The reform narrative in Parliament emphasised that the next decade must shift from treating illness to preventing it, and that reform is “public service reform in action.”
So the question becomes: what are we willing to stop doing, so that prevention can start doing its job?
A prevention-first social care system is a human rights system.
When social care works, it does something quietly radical: it protects ordinary life.
It sustains the right to remain part of your community. It supports the right to family life. It enables participation, identity, language, culture. It reduces fear. It creates time.
The Population Health and Service Renewal agenda speaks repeatedly about equity and reducing inequalities, about the unfair gap in outcomes between places and people.
But equity cannot be achieved only through clinical access. Equity is also whether you can leave the house, eat properly, sleep, maintain strength, stay connected, manage a condition, recover from bereavement, and feel safe.
That is why, in June 2025, PHS welcomed commitments like rolling out “Marmot places” in Scotland, explicitly orienting local systems around the wider determinants of health and health equity.

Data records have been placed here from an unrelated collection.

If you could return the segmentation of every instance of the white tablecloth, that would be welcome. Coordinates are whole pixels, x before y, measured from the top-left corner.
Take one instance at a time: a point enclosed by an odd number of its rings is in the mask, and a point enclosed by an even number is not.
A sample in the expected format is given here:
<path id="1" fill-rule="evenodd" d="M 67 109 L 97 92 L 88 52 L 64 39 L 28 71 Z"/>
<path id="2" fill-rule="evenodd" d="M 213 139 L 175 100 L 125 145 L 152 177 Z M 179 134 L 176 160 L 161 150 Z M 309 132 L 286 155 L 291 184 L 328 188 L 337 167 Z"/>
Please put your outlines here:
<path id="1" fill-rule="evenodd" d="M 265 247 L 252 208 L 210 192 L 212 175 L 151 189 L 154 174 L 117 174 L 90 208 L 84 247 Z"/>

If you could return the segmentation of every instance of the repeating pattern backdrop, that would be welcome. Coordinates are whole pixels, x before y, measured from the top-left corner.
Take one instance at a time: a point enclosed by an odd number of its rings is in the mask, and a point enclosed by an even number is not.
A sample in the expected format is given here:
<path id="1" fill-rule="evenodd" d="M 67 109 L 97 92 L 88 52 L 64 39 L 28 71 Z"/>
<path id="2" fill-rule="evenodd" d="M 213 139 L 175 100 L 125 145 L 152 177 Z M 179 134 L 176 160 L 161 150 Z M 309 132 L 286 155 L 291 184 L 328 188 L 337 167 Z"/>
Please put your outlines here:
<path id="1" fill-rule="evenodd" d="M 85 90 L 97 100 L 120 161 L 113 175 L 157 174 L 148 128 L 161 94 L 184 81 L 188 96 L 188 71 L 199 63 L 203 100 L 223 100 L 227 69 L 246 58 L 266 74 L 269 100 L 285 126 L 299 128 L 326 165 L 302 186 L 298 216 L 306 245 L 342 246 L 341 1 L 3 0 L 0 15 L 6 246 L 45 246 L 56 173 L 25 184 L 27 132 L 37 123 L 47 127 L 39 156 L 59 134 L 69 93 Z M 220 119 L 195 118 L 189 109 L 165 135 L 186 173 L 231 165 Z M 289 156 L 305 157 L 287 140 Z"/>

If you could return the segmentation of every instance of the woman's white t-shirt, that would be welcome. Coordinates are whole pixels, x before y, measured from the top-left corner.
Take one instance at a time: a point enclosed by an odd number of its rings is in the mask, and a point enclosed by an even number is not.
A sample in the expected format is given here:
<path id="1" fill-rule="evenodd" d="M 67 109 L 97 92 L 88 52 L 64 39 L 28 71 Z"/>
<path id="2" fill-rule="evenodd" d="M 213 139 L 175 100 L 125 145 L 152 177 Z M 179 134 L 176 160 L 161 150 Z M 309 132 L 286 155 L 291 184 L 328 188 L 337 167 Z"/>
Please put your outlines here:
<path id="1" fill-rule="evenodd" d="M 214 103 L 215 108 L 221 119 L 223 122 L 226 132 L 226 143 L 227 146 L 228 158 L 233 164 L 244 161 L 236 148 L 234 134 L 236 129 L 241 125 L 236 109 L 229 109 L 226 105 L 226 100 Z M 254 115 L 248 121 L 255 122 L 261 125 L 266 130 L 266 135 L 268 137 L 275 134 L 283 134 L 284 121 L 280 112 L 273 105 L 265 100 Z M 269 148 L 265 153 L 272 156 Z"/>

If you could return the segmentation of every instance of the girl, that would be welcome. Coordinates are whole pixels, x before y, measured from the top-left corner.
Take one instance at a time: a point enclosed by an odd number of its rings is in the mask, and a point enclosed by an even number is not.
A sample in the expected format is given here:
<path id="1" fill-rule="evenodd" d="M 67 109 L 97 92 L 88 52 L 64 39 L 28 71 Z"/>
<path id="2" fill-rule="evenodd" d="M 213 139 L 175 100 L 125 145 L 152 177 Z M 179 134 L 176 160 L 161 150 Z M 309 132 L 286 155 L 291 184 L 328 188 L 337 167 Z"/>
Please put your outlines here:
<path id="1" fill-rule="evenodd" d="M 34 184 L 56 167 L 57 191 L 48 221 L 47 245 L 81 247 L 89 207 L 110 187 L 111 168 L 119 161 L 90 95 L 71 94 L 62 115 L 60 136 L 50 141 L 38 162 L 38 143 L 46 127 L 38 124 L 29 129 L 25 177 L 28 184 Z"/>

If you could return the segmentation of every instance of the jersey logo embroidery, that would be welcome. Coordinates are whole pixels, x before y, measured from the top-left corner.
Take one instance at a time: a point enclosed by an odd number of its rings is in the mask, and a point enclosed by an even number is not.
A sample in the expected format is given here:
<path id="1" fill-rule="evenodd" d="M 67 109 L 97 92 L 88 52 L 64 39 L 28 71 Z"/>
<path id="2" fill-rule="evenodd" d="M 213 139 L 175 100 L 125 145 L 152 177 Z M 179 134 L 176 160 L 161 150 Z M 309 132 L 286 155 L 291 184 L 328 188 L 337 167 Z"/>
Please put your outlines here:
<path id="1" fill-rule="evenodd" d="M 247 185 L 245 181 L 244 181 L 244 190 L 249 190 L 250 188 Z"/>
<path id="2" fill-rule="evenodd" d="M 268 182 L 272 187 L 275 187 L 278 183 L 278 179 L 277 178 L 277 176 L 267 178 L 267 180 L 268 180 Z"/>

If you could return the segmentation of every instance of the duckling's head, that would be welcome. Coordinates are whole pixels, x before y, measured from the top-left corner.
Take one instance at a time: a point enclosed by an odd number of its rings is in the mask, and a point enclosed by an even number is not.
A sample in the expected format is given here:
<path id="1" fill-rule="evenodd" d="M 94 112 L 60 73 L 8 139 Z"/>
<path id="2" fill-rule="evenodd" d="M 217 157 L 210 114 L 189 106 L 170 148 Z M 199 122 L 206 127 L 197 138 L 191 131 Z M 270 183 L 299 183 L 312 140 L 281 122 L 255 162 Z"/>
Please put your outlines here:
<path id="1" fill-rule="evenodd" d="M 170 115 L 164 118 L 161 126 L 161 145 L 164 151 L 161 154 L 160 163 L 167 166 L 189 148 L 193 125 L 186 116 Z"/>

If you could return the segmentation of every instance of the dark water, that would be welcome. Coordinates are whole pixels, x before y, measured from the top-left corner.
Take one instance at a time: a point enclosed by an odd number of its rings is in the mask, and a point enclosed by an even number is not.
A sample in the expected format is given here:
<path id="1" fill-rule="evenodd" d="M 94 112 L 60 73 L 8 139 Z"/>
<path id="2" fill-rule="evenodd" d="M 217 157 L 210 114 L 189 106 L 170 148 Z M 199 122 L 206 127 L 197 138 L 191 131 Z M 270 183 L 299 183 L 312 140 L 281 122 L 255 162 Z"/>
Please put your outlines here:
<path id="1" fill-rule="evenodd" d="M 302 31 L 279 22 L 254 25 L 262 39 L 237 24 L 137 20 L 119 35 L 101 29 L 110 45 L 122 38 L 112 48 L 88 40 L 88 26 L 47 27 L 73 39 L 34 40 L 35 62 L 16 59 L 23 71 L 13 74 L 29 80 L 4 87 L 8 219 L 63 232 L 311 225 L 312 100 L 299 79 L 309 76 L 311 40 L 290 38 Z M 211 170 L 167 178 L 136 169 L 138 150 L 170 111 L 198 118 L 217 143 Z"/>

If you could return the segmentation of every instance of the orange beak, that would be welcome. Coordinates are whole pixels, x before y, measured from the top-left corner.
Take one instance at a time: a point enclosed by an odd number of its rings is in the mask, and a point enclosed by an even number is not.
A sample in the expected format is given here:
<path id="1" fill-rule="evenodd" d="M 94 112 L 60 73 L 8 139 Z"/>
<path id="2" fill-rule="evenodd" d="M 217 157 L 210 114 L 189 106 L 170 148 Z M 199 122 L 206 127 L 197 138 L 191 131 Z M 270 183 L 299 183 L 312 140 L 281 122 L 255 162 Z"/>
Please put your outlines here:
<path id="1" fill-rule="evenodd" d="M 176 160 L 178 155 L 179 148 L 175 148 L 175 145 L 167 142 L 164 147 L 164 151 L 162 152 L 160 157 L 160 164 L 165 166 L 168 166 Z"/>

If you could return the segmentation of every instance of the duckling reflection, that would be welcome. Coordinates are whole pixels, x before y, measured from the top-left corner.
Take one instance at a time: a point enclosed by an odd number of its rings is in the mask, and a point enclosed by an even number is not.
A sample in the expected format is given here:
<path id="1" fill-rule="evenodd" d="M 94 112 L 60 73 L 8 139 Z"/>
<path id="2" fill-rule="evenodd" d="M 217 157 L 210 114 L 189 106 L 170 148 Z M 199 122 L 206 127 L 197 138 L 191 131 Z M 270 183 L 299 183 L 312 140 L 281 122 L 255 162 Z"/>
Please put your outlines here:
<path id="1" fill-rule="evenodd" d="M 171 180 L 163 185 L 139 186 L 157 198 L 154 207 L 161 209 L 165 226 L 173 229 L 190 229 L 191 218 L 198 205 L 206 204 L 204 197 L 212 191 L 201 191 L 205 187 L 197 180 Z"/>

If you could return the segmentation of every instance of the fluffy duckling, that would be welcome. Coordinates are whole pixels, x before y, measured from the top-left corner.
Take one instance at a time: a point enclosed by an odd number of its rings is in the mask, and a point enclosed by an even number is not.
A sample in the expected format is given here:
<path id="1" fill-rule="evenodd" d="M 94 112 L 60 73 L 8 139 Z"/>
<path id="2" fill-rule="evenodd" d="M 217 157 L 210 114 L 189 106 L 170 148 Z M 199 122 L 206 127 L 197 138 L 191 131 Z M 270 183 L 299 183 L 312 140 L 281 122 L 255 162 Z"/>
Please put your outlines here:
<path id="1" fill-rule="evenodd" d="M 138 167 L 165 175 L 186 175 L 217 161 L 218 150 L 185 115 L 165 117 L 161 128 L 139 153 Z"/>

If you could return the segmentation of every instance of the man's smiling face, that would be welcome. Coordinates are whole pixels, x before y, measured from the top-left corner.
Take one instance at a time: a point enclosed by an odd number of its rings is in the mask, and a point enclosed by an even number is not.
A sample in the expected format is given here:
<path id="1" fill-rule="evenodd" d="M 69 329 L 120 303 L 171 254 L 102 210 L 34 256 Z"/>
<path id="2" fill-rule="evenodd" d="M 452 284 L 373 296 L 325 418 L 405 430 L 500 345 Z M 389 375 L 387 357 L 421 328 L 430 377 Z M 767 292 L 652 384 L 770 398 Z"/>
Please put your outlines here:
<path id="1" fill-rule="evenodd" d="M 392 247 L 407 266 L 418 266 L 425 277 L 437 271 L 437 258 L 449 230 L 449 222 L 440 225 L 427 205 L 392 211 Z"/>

Social care is one of the most practical ways to make that equity real at street level.
Here are five concrete shifts that align with the June 2025 reform direction and make prevention tangible:
(1) From eligibility to earlier help
Move effort upstream; support at the first wobble, not the final collapse. Consistent with the reform emphasis on early intervention and community delivery.
(2) Relational continuity as a safety intervention
Short, rotating visits create fragility; continuity creates early warning and trust. That matches the “people” principle: care designed around individuals, not systems.
(3) Supported self-management, not “DIY care”
Adopt the ALLIANCE distinction explicitly: support people to manage conditions collaboratively, without implying they should manage alone.
(4) Community capacity as core infrastructure
If we are serious about the wider drivers of health, of powerful communities, place, early years, income then community organisations and social care partnerships need stable, predictable funding, not fragile grants.
(5) Digital that reduces inequality rather than amplifying it
The renewal agenda includes a strong digital principle and a “digital front door,” but inclusion must be designed in, so digital transformation does not widen gaps.
We are being invited, by the reform frameworks, by PHS, by the parliamentary direction of travel, by international insights from the WHO and OECD, to make a cultural shift: from managing sickness to building health; from reactive services to preventative systems; from institutional default to community capability. No one can disagree with any of this I would contend.
Social care is not merely compatible with that shift. It is one of the most powerful expressions of it.
Because prevention is not only about avoiding disease. It is about avoiding the moment when life becomes smaller than it needs to be.
And if Scotland wants public services that are sustainable, person-led and equitable, as the reform programme states, then social care must be funded, designed and measured as prevention, not patched in as an afterthought.